Since these headers aren’t decoded automatically, and since Logstash has no native decoding function for MIME, a small Logstash filter trick needs to be implemented. Logstash allows inline Ruby code, and the Ruby codebase provided with Logstash includes the mail gem, which in turn provides a MIME decode function.
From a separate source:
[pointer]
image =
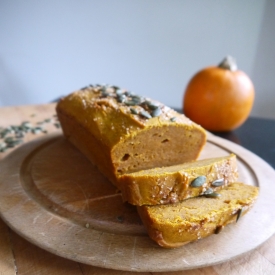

So I added the following to the Logstash filter:

    if [smtp][from] {
        ruby {
            init => "require 'mail'"
            code => "event.set('[smtp][from_decoded]',
             Mail::Encodings.value_decode(event.get('[smtp][from]')))"
        }
    }

The code first makes sure the mail gem is loaded, then it creates a new nested field [smtp][from_decoded] and inserts the value of [smtp][from] after applying Ruby’s Mail::Encodings.value_decode function. Equal decoding also happens on a few other headers, including the Subject header.

Some things are better left encoded.

With this in place, my honeypot Kibana dashboard displays all the headers properly, and I can read spam subjects like “Cîalis Professional 20ϻg 60 pȋlls” instead of wondering what “=?UTF-8?Q?C=C3=AEalis?= Professional =?UTF-8?Q?20=CF=BBg?= 60 =?UTF-8?Q?p?= =?UTF-8?Q?=C8=8Blls?=” really means.